To be clear, I greatly appreciate the Vue team's hard work on Vue 2, Vue 3 and the Vue 3 compatibility build, which is a great bridge to 3.x for us.

boutell avatar Dec 08 '23 14:12 boutell

@justforuse you're saying you can't upgrade from 2.6 to 2.7? Why? What "enhancement" did you make and to what?

@fylzero our team have made a internal version based on Vue 2.6 for CSP reason, and we are not plan to make another for Vue 2.7. so it will be a problem for our old project

justforuse avatar Dec 10 '23 13:12 justforuse

Hi, all

We have just upgraded to Vue 3 (using WebPack) and we are also having issues with CVE-2023-44270. It would be really great if this PR could be merged in.
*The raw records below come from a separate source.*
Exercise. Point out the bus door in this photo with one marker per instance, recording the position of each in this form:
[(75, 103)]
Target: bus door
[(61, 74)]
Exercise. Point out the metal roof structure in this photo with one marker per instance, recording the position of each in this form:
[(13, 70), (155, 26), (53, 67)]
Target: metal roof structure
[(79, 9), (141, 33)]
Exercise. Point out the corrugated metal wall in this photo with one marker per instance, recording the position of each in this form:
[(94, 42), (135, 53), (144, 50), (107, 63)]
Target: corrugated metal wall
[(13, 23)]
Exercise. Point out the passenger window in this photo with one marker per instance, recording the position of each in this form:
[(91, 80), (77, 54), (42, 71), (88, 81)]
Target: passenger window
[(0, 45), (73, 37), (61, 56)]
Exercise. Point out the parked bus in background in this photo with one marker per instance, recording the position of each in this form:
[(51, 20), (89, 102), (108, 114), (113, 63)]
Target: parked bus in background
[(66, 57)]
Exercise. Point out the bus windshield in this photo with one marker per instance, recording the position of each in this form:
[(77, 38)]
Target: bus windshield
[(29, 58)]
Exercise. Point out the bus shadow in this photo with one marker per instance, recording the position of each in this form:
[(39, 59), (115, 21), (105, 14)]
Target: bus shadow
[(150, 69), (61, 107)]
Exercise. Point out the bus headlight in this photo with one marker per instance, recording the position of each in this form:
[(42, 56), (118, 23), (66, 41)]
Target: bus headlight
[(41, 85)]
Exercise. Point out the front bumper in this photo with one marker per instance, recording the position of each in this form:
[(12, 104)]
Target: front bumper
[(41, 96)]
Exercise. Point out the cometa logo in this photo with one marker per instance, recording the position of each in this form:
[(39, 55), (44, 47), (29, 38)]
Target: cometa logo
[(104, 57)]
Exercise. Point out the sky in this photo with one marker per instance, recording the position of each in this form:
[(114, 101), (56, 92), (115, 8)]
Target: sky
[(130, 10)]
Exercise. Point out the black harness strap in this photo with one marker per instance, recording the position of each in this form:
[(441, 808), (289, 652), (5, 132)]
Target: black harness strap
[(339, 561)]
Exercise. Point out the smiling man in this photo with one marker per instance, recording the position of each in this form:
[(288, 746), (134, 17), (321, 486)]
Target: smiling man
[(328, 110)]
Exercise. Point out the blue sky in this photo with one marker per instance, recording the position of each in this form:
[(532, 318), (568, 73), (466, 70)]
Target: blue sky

evanwills avatar Mar 18 '24 01:03 evanwills

As noted above, Vue 2.x support has come to an end entirely. There is a firm providing commercial support with the blessing of the Vue team — perhaps you could work with them to get this released, or you could publish this fork to your own private npm registry or use a git dependency on a private repo.

But honestly, having been through this... if I were you, I'd be working on a fast Vue 3 migration strategy. Note that the Vue 3 "compatibility mode" can be very helpful with this, although we found it surprisingly smooth to transition without it — the list of things we absolutely had to do was pretty small.

Here's the announcement we made after transitioning our own open source product to Vue 3, others might find it helpful:

https://github.com/apostrophecms/apostrophe/discussions/4460

Note: I'm not involved in the Vue team at all, just a fellow user who's been through similar decision-making recently.

boutell avatar Mar 18 '24 17:03 boutell

@FRSgit any updates on this?

I believe this is the culprit to a security vulnerability that my codebase is having

Screenshot 2024-04-22 at 12 37 52 PM

clyncha avatar Apr 22 '24 16:04 clyncha

As mentioned above Vue 2.x support has ended, if you need Vue 2.x support you can reach out to the commercial support partners. I recommend that you use Vue 3's "compatibility build" to ease your migration to Vue 3 and get that out of the way as soon as you can.